The doe-eyed Lakshmi has made her debut in the Hindi film industry now with Mrinalini Patil’s “Dhuan”, based on a true-life story, where she plays a journalist.

Moved on

She admits she’s grown out of her phase of “playing safe”. “I’m comfortable playing an Indian woman. And in that sense Malayalam films suited me — the roles were not glamorous, and there was no exposure involved. It was not by design that I entered the industry. To start with, I guess I looked like a Malayali. But I’m a 100 per cent Kannadiga, though in Kerala they will argue that I’m a Palghat Iyer. I didn’t want to do Kannada films because I didn’t want to be recognised in my city; I wanted my space.”

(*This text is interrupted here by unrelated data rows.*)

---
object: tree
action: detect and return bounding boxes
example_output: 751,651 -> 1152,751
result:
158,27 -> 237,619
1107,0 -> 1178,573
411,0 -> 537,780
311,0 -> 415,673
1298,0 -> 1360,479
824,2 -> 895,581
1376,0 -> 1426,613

And in all naïveté, she believed: “I thought Kerala was tucked away somewhere, so no one will know (if I act in those films). I didn’t know they were so accessible and reputed.”

Her first role was as a mother of two children, and this was soon after she completed her PG in Bangalore. “Since I’d already modelled and played mom, I was comfortable. But I was considered brave to do an ‘amma’ role as my first. But I thought it would be safe to do such a role because there wouldn’t be any intimate scenes!” she laughs, looking back at it now.

“I was scared to do films because I didn’t want to be talked of cheaply. Now in hindsight I feel that was stupid. You should be able to face what people say because people are going to talk anyway,” she concludes. Malayalam cinema offered her more performance-oriented roles. “If it’s a good director, in any language, the woman won’t be reduced to a prop or a bimbette. Maybe I’ve met more such directors there (Kerala). Tamil cinema doesn’t have many roles for women; it’s mostly of all young silly girls in love,” is how she puts it. She’s done two Tamil films, and two in Kannada — “Vishnu Sene”, and “Poorvapara” . She’s currently shooting Nagabharana’s “Nam Yajamanru” in Kannada.


The actor believes that if you are a good artist, language is no barrier. She writes down her Malayalam dialogues in Kannada and “by-hearts” them! Her magnum opus on the Tamil small screen “Lakshmi”, where she plays the never-say-die Netra, is getting ready for a wrap up after some 470 episodes. “I don’t really like the small screen because the market is TRP-driven. You need to add masala every Friday to up ratings… after a point my role became silly and negative.”

But the role went down well with audiences and brought her much recognition. She decided to do “Dhuan” because she believes she’s a responsible citizen who can create an impact on society. “I won’t do regressive roles and sometimes I mock myself for accepting the role of Netra.”

Lakshmi hails from a typical south Bangalore Brahmin family, for whom dance and modelling was fine. A qualified Bharatanatya dancer, she’s been dancing since she was eight, not because she was packed off to a dance class by her parents, but because she wanted to learn. Her father’s friend had an ad agency and he got her started on a successful modelling career. “From childhood I was never camera conscious. I enjoyed being photographed, but never considered it a profession.”

With guru Narmada and professor M.R. Krishnamurthy as her dance teachers, Lakshmi performs very often.

“Dance and films have a symbiotic relationship, where one offsets the other. Because of dance, I can express myself better and films have made me a more natural and cool dancer.” Currently, she’s a judge on Asianet’s dance show “Vodafone Takadhimi”. Life right now is hectic shuttling between Chennai, Bangalore and Thiruvananthapuram for shoots, living out of a suitcase, and having to clean up her room.